Their breakthrough came when postdoctoral fellow Baochun Zhang re-engineered the same LMP1-producing mice to lack T cells. “The mice were initially fine, but succumbed within two to three months to aggressive B cell lymphomas,” Rajewsky says. “The profile mimicked very closely what we see in immunosuppressed lymphoma patients.
Apart from allowing Rajewsky and his colleagues to finally prove what they had long believed – that the immune system relies on LMP1 to keep an eye on latent EBV infections – the model also provided some surprising clinical insights.
First, Rajewsky noted in the mouse model that LMP1-producing B cells came under attack from an unexpected group of T cells: helper T cells, which display a marker called CD4. Such cells rarely carry out immune attacks on their own, but rather support other front-line cells such as natural killer (NK) cells or T cells with the CD8 marker (also called cytotoxic T cells). When immunosuppressed patients develop EBV-driven lymphomas, they are often treated with autologous CD8+ T cell infusions: some CD8+ cells are extracted from their blood, grown up in a laboratory, and given back to them.
“These results would argue for also considering CD4+ T cells for treatment,” Rajewsky says.

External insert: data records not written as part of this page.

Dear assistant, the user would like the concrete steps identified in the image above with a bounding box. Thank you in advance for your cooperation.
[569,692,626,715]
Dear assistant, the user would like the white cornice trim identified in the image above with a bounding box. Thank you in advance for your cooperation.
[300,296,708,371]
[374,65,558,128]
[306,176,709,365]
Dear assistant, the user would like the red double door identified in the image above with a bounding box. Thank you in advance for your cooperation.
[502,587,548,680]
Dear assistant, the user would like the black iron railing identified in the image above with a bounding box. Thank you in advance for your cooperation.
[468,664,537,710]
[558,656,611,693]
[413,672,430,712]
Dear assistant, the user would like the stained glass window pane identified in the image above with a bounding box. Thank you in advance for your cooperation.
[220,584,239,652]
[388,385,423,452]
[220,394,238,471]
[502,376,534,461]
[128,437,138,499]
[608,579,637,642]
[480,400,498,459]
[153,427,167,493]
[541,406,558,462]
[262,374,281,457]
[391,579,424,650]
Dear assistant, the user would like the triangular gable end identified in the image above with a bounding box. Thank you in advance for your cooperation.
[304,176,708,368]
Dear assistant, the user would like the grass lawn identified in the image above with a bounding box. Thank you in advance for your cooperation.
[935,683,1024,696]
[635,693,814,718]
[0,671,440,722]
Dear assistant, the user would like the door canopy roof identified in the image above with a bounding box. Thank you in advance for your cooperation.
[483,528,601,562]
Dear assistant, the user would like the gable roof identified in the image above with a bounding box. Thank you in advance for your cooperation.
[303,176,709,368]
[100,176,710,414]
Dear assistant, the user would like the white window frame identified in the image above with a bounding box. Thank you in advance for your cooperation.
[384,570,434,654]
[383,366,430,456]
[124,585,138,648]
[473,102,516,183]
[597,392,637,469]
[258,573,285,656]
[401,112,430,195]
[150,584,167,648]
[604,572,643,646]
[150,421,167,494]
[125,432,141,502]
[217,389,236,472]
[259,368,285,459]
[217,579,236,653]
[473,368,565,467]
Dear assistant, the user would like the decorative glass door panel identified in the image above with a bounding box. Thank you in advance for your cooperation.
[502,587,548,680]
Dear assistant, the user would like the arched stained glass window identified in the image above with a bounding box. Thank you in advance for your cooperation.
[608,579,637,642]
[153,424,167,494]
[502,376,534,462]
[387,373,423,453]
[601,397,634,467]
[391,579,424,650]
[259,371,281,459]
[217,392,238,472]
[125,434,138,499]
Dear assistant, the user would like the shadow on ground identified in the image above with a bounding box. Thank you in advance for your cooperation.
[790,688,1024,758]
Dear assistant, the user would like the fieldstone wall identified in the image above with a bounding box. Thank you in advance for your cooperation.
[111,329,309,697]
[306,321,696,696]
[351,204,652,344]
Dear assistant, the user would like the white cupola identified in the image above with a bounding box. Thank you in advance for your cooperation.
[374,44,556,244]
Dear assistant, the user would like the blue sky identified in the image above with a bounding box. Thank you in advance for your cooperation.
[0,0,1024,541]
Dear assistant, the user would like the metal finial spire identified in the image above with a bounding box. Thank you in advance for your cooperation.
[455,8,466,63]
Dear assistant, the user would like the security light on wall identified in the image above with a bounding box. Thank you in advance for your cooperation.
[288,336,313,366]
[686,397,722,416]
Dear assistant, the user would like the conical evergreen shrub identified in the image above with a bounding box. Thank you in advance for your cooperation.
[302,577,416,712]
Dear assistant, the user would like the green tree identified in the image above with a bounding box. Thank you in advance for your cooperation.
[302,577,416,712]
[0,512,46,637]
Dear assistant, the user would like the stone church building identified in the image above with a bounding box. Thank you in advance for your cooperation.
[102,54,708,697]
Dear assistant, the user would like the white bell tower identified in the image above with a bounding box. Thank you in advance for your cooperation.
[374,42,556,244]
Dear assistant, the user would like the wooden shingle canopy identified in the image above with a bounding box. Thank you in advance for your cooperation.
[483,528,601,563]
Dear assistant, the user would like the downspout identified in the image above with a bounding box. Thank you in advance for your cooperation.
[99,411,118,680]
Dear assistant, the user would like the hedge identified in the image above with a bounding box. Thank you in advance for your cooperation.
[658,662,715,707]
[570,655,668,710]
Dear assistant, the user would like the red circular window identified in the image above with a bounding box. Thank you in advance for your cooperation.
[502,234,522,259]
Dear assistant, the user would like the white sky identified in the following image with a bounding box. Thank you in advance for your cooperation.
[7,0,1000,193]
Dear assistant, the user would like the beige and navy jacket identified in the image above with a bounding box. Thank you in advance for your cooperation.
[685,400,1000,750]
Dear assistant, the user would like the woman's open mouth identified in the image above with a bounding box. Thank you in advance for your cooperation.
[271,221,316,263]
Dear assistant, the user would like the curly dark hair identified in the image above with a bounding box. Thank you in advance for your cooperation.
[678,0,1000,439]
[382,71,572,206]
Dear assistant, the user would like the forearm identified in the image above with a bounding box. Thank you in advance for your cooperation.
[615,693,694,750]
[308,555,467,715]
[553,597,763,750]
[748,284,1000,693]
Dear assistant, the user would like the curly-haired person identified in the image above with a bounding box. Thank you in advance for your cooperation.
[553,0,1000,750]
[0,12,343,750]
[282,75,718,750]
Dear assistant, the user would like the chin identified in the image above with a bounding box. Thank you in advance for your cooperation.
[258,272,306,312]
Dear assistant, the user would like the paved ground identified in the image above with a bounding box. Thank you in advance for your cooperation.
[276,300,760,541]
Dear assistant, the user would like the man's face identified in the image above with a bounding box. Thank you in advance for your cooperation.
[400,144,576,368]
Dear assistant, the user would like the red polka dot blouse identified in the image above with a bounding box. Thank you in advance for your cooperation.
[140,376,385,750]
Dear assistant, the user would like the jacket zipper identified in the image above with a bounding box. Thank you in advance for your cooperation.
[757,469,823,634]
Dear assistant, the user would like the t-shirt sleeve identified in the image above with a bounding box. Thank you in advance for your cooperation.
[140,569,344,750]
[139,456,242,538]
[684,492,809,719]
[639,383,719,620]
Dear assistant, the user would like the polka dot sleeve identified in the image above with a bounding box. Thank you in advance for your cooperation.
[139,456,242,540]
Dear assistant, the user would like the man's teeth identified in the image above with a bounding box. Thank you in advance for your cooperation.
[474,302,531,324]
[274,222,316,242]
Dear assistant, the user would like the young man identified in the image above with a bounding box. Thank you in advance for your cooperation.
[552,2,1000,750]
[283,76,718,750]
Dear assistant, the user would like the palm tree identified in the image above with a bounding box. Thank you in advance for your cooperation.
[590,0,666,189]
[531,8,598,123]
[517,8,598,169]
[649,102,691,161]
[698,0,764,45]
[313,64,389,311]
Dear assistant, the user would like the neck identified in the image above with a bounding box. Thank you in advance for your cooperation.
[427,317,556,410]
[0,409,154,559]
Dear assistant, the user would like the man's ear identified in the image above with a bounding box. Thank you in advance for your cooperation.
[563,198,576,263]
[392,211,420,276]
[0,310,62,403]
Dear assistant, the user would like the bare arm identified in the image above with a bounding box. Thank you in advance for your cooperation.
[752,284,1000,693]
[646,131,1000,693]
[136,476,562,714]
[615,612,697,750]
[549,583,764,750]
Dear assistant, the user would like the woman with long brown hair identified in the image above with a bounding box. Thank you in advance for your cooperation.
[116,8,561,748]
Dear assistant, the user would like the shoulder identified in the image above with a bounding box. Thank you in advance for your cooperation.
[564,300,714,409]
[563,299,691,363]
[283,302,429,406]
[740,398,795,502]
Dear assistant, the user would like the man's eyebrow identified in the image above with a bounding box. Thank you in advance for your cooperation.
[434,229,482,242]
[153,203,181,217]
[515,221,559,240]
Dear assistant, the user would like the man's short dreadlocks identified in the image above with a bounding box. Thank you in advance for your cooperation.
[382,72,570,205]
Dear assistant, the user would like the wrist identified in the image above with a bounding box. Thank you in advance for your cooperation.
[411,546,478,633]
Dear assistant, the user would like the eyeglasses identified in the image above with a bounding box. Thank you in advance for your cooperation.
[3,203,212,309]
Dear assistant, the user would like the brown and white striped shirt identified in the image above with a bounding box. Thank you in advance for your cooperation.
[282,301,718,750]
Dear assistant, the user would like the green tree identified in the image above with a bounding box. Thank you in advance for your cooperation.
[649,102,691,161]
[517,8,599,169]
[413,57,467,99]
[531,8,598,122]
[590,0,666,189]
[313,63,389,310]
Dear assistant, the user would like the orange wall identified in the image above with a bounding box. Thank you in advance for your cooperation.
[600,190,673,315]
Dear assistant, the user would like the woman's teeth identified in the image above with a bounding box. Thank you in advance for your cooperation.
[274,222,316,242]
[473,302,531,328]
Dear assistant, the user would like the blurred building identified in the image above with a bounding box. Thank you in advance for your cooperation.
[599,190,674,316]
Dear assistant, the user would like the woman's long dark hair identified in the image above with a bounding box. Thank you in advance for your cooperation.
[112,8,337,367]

Second, the team found that cancerous B cells in the LMP1-producing mice often displayed targets that attract NK cells. Seeing an opportunity, Rajewsky worked with cancer immunologist Glenn Dranoff and colleagues at Dana-Farber Cancer Institute to test a “fusion” protein that takes an antibody and replaces its binding end with a portion of the NK cell’s activating receptor. The mashup attaches to the NK targets on the cancer cells and uses its antibody backbone as a transmitter to call in the whole range of immune system players, thereby activating and directing a vigorous immune assault against the cancer cells. In a separate model of LMP1-fueled lymphomas, the fusion prolonged survival in mice while reducing tumor growth.
“These preclinical results suggest administration of the fusion protein, perhaps combined with treatment with CD4+ T cells, could benefit some patients with EBV-driven lymphomas,” according to Rajewsky.